Can a franchisee terminate a franchise agreement if the franchisor has failed to perform its contractually obligated tasks?

Asked on March 18, 2012 under Business Law, New York


John Morgan / Barr & Morgan

Answered 8 years ago | Contributor

The best answer is maybe.  As the other poster stated, the degree of the breach is important.  Further, you need to know what YOU mean be termination.  Frequently, equiptment belongs to the Franchisor not the Franchisee.  You may also have lease, loan or amortization agreements which will effectively block your attempt to terminate the relationshiip.  It is not like you can reopen the following day doing the same type of business.  You might have to walk away entirely.  There are several other concerns.  +1 on the advice to have an attorney look at your specific documents.  In circumstances like yours, I almost uniformly advise my clients to get a court order establishing the rights of the parties.  Their are various ways to do this depending upon your jurisdiction.  The botom line is that this is a VERY big move and you might take yourself from the frying pan into the fire if you are not careful.
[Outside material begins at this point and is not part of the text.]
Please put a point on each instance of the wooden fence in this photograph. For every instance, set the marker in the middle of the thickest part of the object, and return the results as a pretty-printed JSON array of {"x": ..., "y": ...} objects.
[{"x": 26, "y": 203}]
Richard Holland / Commerce Legal PC

Answered 8 years ago | Contributor

There is no way to answer your questions with any sort of confidence without making a number of assumptions.  The short answer is "It depends on what the contract says."  What constitutes a failure to perform, or a material breach, or whether there has to be an opportunity to cure, or whether there are preconditions to certain remedies (up to and including termination) are all very dependent on the precise language of the contract.  Even where there are industry standards and customs of practice and dealing, these can be modified by the actual agreement you signed in many cases.  The bottom line is that you need to bring the agreement to an attorney in your jurisdiction.
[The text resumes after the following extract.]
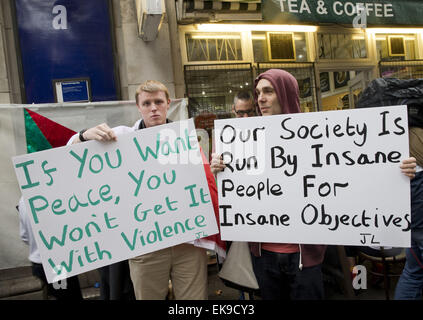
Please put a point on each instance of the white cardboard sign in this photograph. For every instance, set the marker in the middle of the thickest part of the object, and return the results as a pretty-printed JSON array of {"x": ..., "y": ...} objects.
[
  {"x": 93, "y": 204},
  {"x": 316, "y": 178}
]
SJZ, Member, New York Bar / FreeAdvice Contributing Attorney

Answered 8 years ago | Contributor

As a general matter, if a franchisor has violated its obligations under the franchise agreement, the franchisee will have the right to seek a court order requiring performance, seek monetary compensation, or terminate the agreement. However, that last recourse--termination--will generally only be available when the other party's breach is a "material"--or significant--one, going to the heart of the agreement. Lesser breaches would most likely give rise only to a claim for damages (money) or provide grounds to seek declaratory or injunctive relief requiring specific performance of the agreement. To understand the rights available to the franchisee in this specific case, it is necessary to discuss the matter in depth with a business attorney, one who can review the franchise agreement.